A new user data-logging bill that is being introduced is heating up the Net Neutrality deabte. Rep. Lamar Smith of The House Judiciary Committee, is preparing a bill which would require internet service providers to retain information about their users to aid in criminal investigations.
The bill is designed to help increase criminal charges and penalties against acts such as child pornography. The current draft of the act would require logging and storage of "temporarily assigned network addresses" stored for 18 months. However, the bill allows wireless providers to be exempt and they would not be required to store user data.
While some Net Neutrality advocates argue against the storing of usage logs, stating that it infringes on constitutional rights and freedoms, most understand that the monitoring and storing of data is a necessary infringement of personal rights in order to better prosecute criminal offereders.
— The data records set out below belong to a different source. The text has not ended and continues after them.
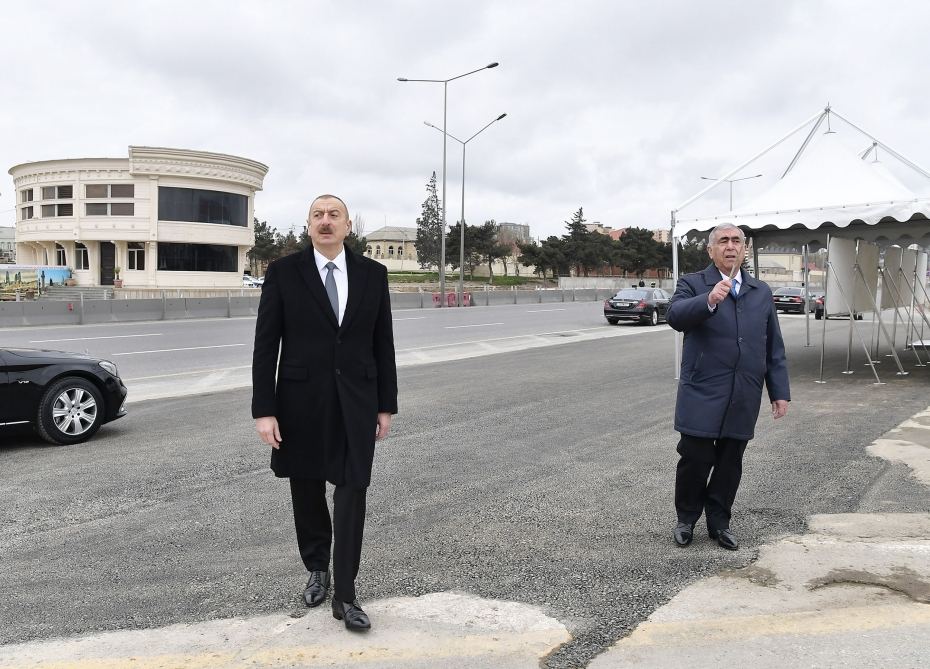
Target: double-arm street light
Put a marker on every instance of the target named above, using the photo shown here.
(462, 219)
(730, 181)
(442, 237)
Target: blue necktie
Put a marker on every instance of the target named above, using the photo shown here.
(330, 285)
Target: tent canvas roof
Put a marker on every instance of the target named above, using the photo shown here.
(829, 189)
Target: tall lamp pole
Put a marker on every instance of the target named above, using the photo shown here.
(461, 295)
(442, 237)
(730, 181)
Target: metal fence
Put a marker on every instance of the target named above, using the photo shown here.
(234, 304)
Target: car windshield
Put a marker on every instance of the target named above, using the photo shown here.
(630, 294)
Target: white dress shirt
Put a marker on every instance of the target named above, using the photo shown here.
(339, 274)
(735, 284)
(735, 281)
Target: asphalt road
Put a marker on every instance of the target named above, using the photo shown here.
(542, 476)
(154, 348)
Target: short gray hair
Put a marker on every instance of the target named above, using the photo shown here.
(712, 237)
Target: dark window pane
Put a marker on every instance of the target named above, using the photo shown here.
(197, 257)
(136, 255)
(202, 206)
(80, 256)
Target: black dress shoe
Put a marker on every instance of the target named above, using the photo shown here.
(684, 533)
(316, 589)
(725, 538)
(351, 614)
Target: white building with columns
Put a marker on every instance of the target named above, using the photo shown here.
(167, 218)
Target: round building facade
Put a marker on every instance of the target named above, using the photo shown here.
(163, 218)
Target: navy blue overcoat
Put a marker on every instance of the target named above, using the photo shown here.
(727, 355)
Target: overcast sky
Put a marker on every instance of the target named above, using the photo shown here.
(617, 107)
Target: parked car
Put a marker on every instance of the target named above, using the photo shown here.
(65, 397)
(646, 305)
(791, 299)
(819, 309)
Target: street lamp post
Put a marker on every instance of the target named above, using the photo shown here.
(461, 291)
(730, 181)
(445, 106)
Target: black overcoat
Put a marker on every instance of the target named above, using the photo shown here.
(332, 381)
(726, 356)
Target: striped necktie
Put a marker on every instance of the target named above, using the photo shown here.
(331, 292)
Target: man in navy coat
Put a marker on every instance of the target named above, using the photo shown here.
(324, 388)
(732, 344)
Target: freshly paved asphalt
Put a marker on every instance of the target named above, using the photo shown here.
(541, 476)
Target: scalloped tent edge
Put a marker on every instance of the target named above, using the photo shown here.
(826, 189)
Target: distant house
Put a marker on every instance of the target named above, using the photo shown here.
(7, 244)
(393, 246)
(165, 217)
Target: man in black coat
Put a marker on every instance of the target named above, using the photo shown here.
(324, 384)
(732, 344)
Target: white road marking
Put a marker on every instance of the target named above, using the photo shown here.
(477, 325)
(192, 372)
(172, 350)
(46, 341)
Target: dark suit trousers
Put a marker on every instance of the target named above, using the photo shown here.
(722, 461)
(316, 533)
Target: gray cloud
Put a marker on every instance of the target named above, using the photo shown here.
(617, 107)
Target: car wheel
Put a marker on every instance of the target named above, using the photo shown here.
(70, 412)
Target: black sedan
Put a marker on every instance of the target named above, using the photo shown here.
(791, 299)
(646, 305)
(65, 397)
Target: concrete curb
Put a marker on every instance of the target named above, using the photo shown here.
(854, 592)
(440, 630)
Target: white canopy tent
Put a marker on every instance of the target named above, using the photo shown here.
(827, 190)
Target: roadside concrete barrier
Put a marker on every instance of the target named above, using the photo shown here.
(154, 308)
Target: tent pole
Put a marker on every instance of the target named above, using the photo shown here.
(852, 326)
(887, 148)
(913, 290)
(823, 331)
(807, 297)
(881, 325)
(886, 278)
(897, 300)
(677, 342)
(805, 143)
(748, 162)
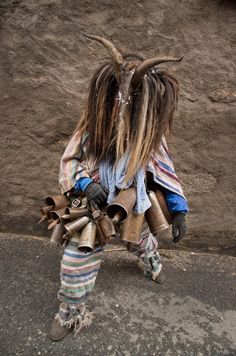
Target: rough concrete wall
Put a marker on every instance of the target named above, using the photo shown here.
(45, 68)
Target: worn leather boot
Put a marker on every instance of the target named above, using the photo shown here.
(58, 332)
(160, 278)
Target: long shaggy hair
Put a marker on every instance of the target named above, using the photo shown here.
(122, 119)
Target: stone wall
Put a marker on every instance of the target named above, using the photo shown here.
(46, 65)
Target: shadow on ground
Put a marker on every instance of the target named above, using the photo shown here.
(193, 313)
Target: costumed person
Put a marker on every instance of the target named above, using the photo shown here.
(119, 144)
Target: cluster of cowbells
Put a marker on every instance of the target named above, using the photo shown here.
(93, 227)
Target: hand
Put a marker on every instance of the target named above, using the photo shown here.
(178, 226)
(95, 193)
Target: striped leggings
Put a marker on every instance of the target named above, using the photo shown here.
(79, 272)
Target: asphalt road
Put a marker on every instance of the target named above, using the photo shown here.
(193, 313)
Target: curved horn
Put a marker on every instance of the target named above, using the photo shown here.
(148, 64)
(116, 55)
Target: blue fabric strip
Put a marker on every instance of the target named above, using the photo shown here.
(176, 203)
(82, 183)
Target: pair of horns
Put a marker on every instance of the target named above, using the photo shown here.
(118, 60)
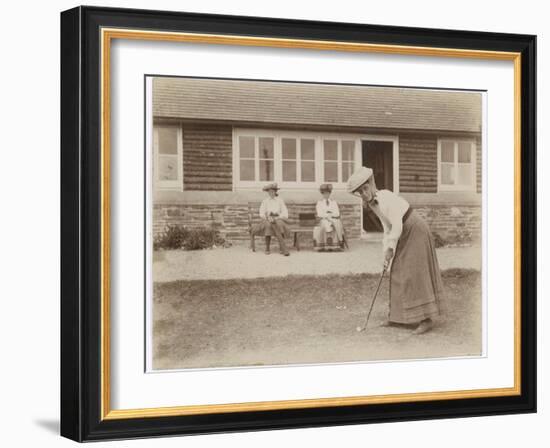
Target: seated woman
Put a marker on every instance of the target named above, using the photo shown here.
(274, 215)
(329, 234)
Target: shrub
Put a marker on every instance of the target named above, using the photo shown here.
(180, 237)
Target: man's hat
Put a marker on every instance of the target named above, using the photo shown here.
(359, 178)
(271, 186)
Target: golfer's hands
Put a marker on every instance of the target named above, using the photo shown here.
(387, 258)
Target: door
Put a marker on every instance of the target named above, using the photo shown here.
(377, 155)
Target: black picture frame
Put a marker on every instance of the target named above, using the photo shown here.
(81, 221)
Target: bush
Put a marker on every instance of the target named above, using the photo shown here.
(180, 237)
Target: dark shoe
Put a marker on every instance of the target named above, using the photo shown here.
(424, 326)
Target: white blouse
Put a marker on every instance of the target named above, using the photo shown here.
(390, 208)
(275, 205)
(329, 210)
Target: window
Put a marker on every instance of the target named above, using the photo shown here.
(293, 159)
(457, 171)
(167, 166)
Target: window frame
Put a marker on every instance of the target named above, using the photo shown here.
(473, 157)
(168, 184)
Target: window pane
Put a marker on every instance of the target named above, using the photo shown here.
(247, 170)
(289, 171)
(246, 147)
(464, 153)
(331, 149)
(168, 168)
(308, 171)
(347, 170)
(447, 152)
(464, 174)
(289, 148)
(308, 149)
(266, 170)
(266, 147)
(348, 149)
(168, 140)
(331, 172)
(447, 174)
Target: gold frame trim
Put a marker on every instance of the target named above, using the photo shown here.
(107, 35)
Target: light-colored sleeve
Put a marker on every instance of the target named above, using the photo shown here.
(284, 210)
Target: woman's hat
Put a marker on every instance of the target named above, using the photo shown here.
(271, 186)
(359, 178)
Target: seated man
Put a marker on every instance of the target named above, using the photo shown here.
(274, 219)
(329, 234)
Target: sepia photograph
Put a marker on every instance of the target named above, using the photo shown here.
(293, 223)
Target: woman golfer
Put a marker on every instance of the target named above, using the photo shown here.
(409, 252)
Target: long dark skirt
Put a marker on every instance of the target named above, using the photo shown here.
(415, 280)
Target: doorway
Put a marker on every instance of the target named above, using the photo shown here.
(377, 155)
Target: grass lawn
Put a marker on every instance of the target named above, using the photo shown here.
(300, 320)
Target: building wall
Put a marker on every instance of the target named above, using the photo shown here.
(207, 157)
(232, 220)
(207, 167)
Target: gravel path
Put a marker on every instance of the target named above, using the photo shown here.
(241, 262)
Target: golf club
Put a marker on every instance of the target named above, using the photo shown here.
(364, 327)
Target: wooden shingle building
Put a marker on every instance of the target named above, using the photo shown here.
(217, 142)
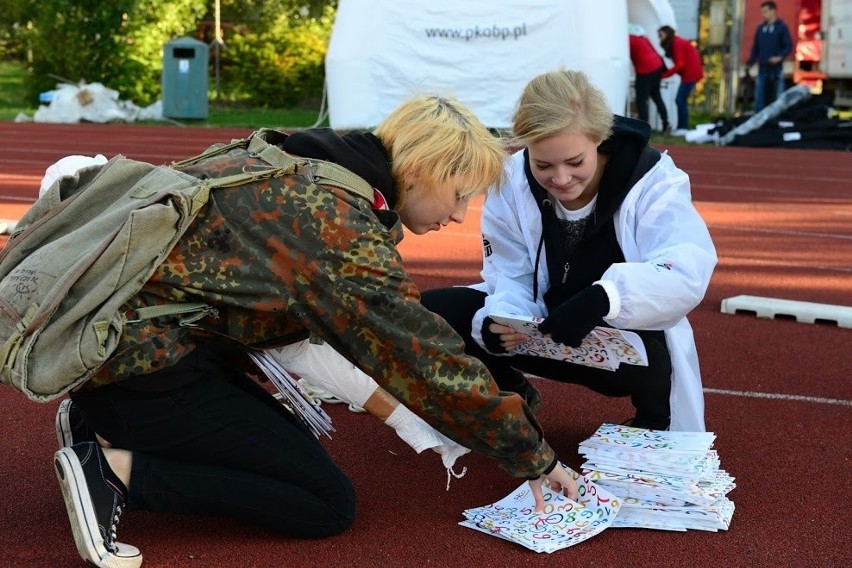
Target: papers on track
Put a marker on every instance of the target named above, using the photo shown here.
(308, 411)
(632, 478)
(603, 348)
(665, 480)
(562, 524)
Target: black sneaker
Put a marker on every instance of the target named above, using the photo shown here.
(94, 498)
(71, 427)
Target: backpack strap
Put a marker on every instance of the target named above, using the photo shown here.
(263, 144)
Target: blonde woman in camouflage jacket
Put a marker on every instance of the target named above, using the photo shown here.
(179, 426)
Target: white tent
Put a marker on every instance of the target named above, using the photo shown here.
(482, 52)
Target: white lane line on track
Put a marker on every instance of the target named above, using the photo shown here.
(796, 397)
(782, 232)
(771, 263)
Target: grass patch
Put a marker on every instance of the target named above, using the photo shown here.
(13, 100)
(13, 93)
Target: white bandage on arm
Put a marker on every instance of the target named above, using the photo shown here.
(322, 366)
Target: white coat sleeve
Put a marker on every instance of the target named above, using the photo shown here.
(670, 255)
(507, 269)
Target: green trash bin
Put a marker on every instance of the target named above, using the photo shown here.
(185, 77)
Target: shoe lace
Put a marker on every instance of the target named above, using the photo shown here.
(112, 532)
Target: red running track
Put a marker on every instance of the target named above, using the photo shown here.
(779, 393)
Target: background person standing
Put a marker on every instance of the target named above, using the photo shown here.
(649, 67)
(687, 64)
(771, 44)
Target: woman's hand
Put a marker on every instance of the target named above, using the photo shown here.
(499, 338)
(560, 481)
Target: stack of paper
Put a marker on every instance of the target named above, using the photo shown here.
(299, 403)
(603, 348)
(665, 480)
(562, 524)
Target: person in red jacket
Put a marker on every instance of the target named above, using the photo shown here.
(687, 64)
(649, 66)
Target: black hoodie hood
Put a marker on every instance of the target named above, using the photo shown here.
(629, 157)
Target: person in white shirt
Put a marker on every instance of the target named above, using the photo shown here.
(594, 227)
The proposed bill is gathering opposition from the U.S. Justice Department who is concerned about drawing strong blowback from cable and DSL providers. Some amongst the Democratic congressional staff have voiced concerns and have chosen not to support the bill due to perceived privacy infringements.
Contention arises due to the fact that mobile Wi-Fi hotspots such as coffee shops and other places offering free Wi-Fi access will not be required to store the data, but more traditional wired locations such as universities, business and schools will be mandated to store usage log files.
Additional issues arise in businesses that offer a mix of services. Would these businesses (Internet Cafes) be required to keep logs files for both wired and wireless traffic, or just wired?
Obviously the exemption of wireless logging presents a huge loop hole and would be problematic for trying to prosecute in criminal cases. The deputy attorney general, Jason Weinstein recognized this himself, and emphasised the nessesity for the legislation in be inclusive of wireless services because"when this information is not stored, it may, be impossible for law enforcement to collect essential evidence."
Most ISPs do not retain log files for long due to a lack resources required to log, store, and maintain usage stats.
The 1996 Electronic Communication Transactional Records Act, requires providers to maintain any records they have for 90 days once requested by a government agency. There is however no guarantee that the criminal activity would be discovered before the data had been purged from ISP records.